The main event in this study, however, is the subsequent part of this study which examined the further interaction of this effect with the transmission between individuals. This involved the same two groups, vaccinated and unvaccinated, which were split into three and infected with the three most virulent strains of the MDV from the first stage. The difference here is that these groups were each co-housed with sentinel birds that were unvaccinated and were not exposed to the virus. Here we’ll let the study speak for itself:
When unvaccinated birds were infected with the two most lethal strains (Md5 and 675A), they were all dead within 10 days, before substantial viral shedding had begun. Consequently, no sentinel birds in those isolators became infected and none died. In contrast, when HVT-vaccinated birds were infected with either of those hyperpathogenic strains, they survived for 30 days or more, allowing substantial viral shedding. All co-housed sentinels consequently became infected and went on to die as a result of MDV infection.

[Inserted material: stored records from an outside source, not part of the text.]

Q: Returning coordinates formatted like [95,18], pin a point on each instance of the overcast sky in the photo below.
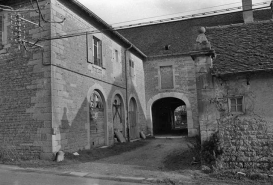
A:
[116,11]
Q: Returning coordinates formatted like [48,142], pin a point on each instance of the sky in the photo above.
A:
[122,11]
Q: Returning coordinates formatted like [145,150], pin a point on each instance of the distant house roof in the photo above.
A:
[180,35]
[242,47]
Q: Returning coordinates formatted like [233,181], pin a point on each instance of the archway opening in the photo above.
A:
[169,117]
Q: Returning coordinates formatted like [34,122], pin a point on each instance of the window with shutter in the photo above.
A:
[236,104]
[97,51]
[1,31]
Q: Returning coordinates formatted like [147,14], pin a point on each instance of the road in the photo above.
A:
[16,177]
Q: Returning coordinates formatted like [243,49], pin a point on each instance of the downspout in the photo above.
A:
[126,87]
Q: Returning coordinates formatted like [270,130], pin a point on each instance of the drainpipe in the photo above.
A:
[126,87]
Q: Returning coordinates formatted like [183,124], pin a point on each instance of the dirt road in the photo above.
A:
[147,161]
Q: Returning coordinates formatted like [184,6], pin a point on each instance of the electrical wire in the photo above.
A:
[195,16]
[173,13]
[113,29]
[174,18]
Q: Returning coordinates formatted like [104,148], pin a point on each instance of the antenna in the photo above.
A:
[18,24]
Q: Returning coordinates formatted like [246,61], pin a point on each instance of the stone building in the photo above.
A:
[225,80]
[189,78]
[87,81]
[75,91]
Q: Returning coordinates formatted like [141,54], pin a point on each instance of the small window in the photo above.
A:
[236,104]
[132,66]
[97,54]
[1,31]
[116,55]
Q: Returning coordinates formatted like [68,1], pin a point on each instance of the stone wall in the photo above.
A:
[74,79]
[247,142]
[247,135]
[25,111]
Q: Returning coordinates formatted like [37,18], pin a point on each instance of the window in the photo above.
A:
[166,77]
[116,55]
[97,54]
[1,31]
[132,66]
[4,23]
[236,104]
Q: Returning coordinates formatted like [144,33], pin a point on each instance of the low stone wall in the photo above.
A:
[247,142]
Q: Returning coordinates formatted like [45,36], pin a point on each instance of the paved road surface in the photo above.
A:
[15,177]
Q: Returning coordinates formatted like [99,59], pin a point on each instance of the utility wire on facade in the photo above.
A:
[115,29]
[167,20]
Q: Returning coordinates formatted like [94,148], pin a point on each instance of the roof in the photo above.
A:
[180,35]
[242,47]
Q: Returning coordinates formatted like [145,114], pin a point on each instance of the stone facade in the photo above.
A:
[46,92]
[26,119]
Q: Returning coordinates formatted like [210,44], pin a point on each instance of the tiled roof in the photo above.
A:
[242,47]
[181,35]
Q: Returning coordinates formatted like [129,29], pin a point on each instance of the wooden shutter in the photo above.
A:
[103,56]
[1,29]
[90,57]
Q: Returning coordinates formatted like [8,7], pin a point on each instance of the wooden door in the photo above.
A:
[134,133]
[97,121]
[117,112]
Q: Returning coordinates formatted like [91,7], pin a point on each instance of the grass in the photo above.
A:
[84,156]
[100,153]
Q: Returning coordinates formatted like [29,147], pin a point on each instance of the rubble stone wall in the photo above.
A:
[25,111]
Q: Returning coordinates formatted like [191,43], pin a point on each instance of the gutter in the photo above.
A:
[247,71]
[126,87]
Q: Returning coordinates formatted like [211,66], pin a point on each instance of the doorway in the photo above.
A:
[169,117]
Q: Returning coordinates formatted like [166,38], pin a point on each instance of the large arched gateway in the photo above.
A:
[169,117]
[171,111]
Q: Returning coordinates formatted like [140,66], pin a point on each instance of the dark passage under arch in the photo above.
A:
[169,117]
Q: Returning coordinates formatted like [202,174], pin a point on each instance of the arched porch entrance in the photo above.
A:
[169,117]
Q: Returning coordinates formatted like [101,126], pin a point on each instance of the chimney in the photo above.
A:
[247,11]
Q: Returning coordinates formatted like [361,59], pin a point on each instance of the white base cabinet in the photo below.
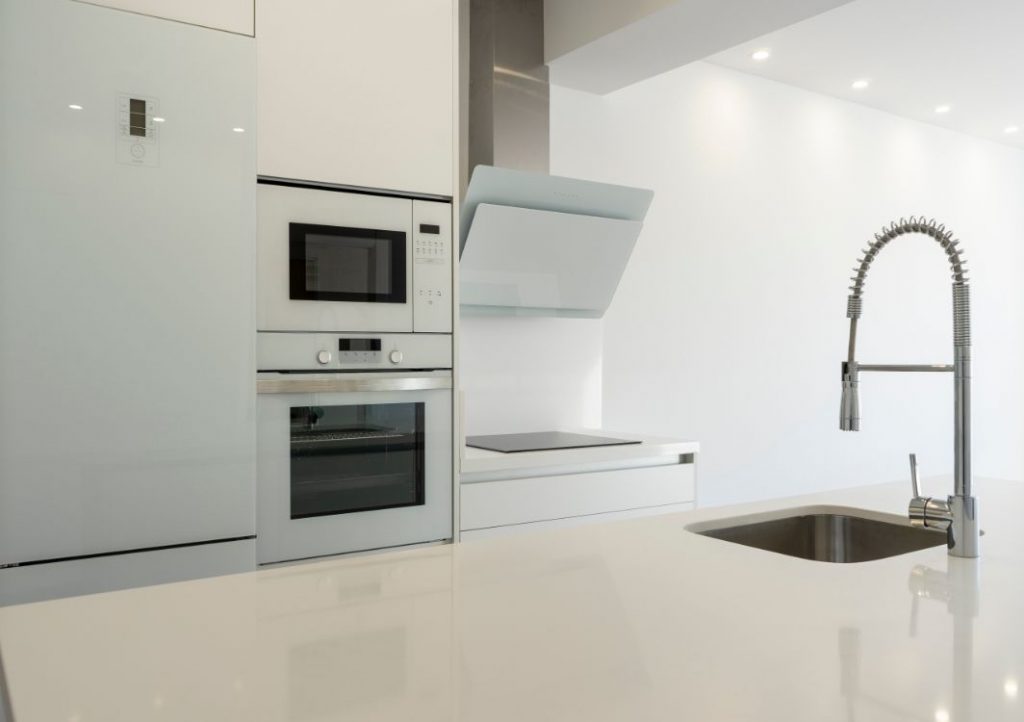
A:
[357,93]
[32,583]
[568,498]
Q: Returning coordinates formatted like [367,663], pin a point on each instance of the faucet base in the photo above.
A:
[964,533]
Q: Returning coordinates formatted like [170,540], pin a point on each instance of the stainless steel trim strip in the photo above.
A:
[913,368]
[348,383]
[320,185]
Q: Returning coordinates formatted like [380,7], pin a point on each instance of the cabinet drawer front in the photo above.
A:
[488,504]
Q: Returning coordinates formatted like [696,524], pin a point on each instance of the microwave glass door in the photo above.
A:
[356,458]
[337,263]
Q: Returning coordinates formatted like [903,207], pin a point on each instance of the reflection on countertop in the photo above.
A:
[637,620]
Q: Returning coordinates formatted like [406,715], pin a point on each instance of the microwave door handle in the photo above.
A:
[347,384]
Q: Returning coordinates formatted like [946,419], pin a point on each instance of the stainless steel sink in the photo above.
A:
[820,534]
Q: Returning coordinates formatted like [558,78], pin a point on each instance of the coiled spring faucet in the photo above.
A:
[956,514]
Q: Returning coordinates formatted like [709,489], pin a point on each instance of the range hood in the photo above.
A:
[531,244]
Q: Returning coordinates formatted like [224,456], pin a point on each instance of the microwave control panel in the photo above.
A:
[431,266]
[137,130]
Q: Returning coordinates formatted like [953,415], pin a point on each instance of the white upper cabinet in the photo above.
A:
[232,15]
[356,92]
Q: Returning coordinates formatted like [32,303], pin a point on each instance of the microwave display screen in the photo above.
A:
[337,263]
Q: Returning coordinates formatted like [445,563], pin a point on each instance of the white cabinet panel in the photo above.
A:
[20,585]
[357,93]
[232,15]
[127,313]
[487,504]
[473,535]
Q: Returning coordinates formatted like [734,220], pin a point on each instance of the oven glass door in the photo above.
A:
[356,458]
[338,263]
[347,462]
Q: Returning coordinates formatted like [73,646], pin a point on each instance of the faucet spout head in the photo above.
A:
[849,418]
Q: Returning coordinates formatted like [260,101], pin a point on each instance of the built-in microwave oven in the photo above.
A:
[336,261]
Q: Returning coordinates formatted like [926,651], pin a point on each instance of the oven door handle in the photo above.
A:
[349,383]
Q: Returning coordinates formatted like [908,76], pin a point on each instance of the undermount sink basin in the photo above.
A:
[824,534]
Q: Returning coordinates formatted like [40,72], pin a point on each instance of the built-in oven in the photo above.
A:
[354,442]
[332,260]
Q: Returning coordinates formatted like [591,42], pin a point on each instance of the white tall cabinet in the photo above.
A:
[357,93]
[230,15]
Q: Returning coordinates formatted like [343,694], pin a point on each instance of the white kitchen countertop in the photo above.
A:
[480,464]
[636,620]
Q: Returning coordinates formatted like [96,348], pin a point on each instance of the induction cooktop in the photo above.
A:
[542,441]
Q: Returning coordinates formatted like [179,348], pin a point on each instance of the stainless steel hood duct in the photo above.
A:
[531,244]
[508,85]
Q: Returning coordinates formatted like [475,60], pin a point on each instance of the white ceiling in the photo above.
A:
[604,45]
[918,54]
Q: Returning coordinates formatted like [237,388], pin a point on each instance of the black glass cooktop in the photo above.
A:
[541,441]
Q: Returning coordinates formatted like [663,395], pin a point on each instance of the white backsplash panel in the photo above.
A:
[530,374]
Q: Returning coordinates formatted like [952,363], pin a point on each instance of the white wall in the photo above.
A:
[529,374]
[729,324]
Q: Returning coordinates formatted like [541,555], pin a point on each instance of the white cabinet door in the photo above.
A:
[489,504]
[232,15]
[357,93]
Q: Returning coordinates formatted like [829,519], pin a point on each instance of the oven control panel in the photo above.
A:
[431,266]
[359,350]
[306,352]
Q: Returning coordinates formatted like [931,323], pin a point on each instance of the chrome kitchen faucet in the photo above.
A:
[956,515]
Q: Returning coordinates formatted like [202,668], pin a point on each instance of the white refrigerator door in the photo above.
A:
[127,322]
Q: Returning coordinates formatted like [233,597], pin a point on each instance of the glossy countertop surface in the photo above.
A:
[482,461]
[637,620]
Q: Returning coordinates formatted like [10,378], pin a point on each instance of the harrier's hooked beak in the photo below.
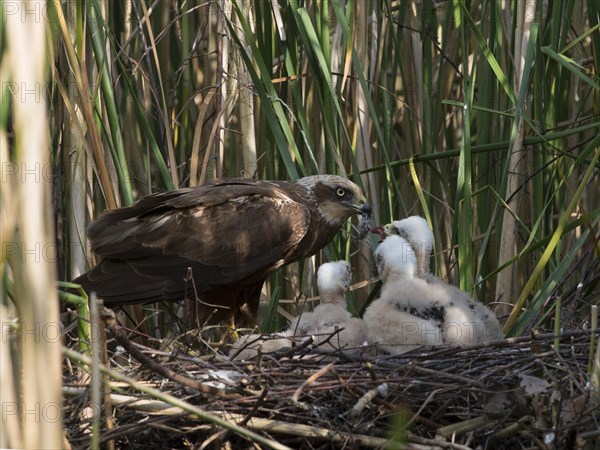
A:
[362,207]
[380,231]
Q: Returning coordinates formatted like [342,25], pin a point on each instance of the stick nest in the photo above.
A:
[516,393]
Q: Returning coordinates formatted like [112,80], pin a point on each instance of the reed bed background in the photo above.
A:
[482,116]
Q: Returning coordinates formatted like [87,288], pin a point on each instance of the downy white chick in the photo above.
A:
[467,321]
[409,312]
[333,279]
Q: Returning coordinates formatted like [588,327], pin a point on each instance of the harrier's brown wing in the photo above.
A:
[225,232]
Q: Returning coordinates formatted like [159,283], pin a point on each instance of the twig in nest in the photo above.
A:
[295,349]
[111,324]
[310,380]
[366,399]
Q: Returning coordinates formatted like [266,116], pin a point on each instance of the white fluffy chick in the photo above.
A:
[416,232]
[409,312]
[333,279]
[467,321]
[248,346]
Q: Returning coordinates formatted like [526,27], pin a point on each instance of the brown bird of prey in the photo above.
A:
[217,242]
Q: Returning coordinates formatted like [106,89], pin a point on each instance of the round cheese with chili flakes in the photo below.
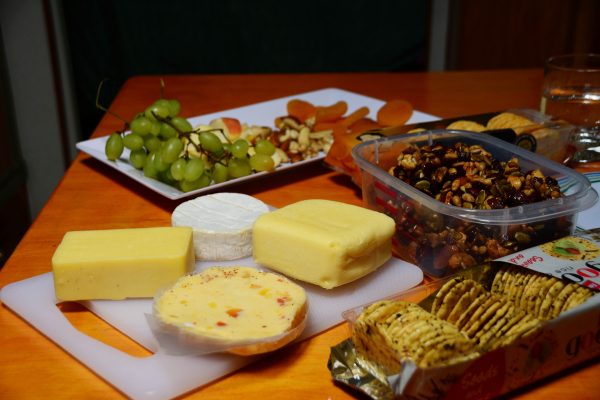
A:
[240,310]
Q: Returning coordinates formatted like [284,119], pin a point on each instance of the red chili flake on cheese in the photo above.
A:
[234,312]
[281,301]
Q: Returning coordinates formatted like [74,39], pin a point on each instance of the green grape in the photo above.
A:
[261,162]
[174,107]
[154,128]
[167,131]
[137,158]
[166,177]
[133,141]
[149,170]
[114,146]
[239,148]
[159,163]
[181,124]
[220,173]
[140,125]
[178,169]
[194,168]
[238,167]
[211,143]
[159,110]
[171,150]
[152,143]
[188,186]
[264,147]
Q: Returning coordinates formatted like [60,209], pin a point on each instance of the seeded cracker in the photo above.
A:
[561,299]
[579,297]
[463,303]
[527,301]
[508,120]
[465,125]
[466,317]
[550,297]
[439,297]
[491,323]
[475,318]
[496,283]
[545,285]
[516,290]
[485,317]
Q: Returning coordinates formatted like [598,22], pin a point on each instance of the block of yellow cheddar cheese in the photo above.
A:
[324,242]
[115,264]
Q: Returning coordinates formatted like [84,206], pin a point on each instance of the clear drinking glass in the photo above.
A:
[572,92]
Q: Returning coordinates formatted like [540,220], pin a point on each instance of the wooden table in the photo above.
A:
[92,196]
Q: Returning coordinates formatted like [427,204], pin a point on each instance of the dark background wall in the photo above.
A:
[111,39]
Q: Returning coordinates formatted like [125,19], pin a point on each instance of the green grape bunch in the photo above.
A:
[165,147]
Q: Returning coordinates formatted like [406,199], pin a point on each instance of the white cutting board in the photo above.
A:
[163,376]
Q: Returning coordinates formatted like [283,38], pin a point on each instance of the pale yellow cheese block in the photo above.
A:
[241,310]
[324,242]
[116,264]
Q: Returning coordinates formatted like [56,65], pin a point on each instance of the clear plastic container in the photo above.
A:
[428,230]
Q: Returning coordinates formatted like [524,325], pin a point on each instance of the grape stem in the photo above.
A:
[187,135]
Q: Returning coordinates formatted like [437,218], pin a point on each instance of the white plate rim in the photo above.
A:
[258,114]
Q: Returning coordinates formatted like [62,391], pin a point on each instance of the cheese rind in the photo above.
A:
[222,224]
[238,309]
[116,264]
[323,242]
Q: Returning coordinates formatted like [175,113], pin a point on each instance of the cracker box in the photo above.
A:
[565,335]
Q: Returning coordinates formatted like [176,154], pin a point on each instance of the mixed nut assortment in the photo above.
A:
[468,176]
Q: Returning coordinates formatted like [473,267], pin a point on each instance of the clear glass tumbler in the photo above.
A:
[572,92]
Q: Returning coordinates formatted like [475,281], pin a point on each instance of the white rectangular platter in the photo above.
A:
[164,376]
[262,114]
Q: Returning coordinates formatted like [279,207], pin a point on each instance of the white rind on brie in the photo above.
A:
[222,224]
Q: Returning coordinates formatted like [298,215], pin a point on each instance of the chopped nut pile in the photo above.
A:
[468,176]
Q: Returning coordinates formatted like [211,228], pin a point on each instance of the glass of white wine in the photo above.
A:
[572,92]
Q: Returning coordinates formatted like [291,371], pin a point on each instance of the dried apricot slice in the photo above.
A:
[300,109]
[331,113]
[394,112]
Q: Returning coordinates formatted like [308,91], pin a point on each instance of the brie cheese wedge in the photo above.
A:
[221,223]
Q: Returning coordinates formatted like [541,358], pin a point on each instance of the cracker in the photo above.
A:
[508,120]
[465,125]
[471,291]
[545,285]
[452,297]
[489,326]
[439,297]
[579,297]
[547,303]
[474,308]
[485,317]
[529,292]
[518,286]
[496,282]
[561,299]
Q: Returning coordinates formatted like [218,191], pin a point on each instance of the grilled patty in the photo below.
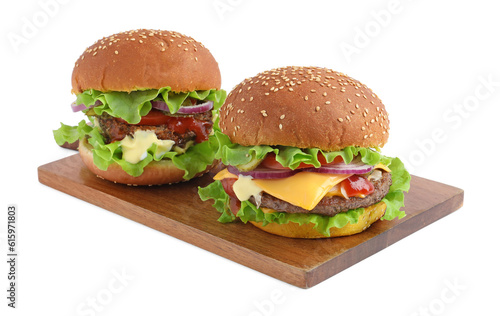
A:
[114,129]
[332,205]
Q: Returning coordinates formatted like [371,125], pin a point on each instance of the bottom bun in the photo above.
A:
[293,230]
[155,173]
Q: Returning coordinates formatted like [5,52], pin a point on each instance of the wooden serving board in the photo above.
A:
[176,210]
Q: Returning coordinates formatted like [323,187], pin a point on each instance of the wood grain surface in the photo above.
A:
[176,210]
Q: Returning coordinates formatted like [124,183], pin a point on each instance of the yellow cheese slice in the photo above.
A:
[224,174]
[383,167]
[304,189]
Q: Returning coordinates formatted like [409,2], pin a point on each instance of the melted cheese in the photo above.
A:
[304,189]
[135,148]
[244,188]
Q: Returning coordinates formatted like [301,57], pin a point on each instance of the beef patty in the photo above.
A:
[332,205]
[114,129]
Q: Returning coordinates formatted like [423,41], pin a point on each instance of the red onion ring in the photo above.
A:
[192,109]
[355,167]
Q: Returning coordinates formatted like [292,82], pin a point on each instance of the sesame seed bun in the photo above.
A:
[293,230]
[304,107]
[146,59]
[155,173]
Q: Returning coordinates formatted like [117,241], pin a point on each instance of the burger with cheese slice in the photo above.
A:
[151,98]
[302,150]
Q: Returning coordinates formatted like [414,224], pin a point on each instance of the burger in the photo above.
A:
[302,150]
[151,98]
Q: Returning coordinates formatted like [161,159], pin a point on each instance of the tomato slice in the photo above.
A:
[177,124]
[154,117]
[270,162]
[356,186]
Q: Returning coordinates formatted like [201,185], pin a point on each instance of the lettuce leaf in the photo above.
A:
[193,161]
[131,106]
[249,212]
[290,157]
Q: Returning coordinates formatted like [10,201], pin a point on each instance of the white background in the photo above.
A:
[435,65]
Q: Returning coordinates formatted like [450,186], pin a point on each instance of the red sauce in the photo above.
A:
[181,125]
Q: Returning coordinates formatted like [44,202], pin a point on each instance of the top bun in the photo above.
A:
[146,59]
[304,107]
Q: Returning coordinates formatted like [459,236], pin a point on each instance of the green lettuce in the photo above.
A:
[291,157]
[130,107]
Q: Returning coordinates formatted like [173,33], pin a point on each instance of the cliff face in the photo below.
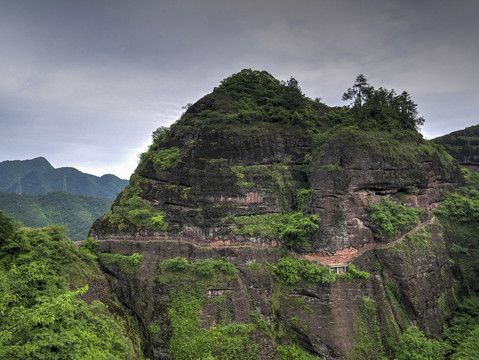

Of course, the upside is that the coronavirus currently isn’t all that lethal; at least for the majority the population who aren’t otherwise compromised—as by a specific disorder or age, some such vulnerability. There is no selective pressure which will specifically compel greater lethality in the virus, but there is no way of knowing whether an evolutionary drive towards breaking through these defenses will not entail a more general increase in virulence. Symptom severity seems to be correlated with viral load, for instance, and so an increase in transmissibility may mean that lesser loads are necessary for reproduction and transmission. This could mean that the genomes may have a greater density, so to speak, and thus more readily cause worse symptoms when the viral load is sufficient. The overall point here is no doomsaying but simply to note that a possible line of development may lead the unvaccinated to be at risk primarily from the vaccinated.
Whatever happens here will likely not even be as obvious as the outbreaks of polio caused by the vaccine itself; and even then, see how many know about that. This seems unlikely to be a threat here, given the m RNA vaccine only replicates the spike protein.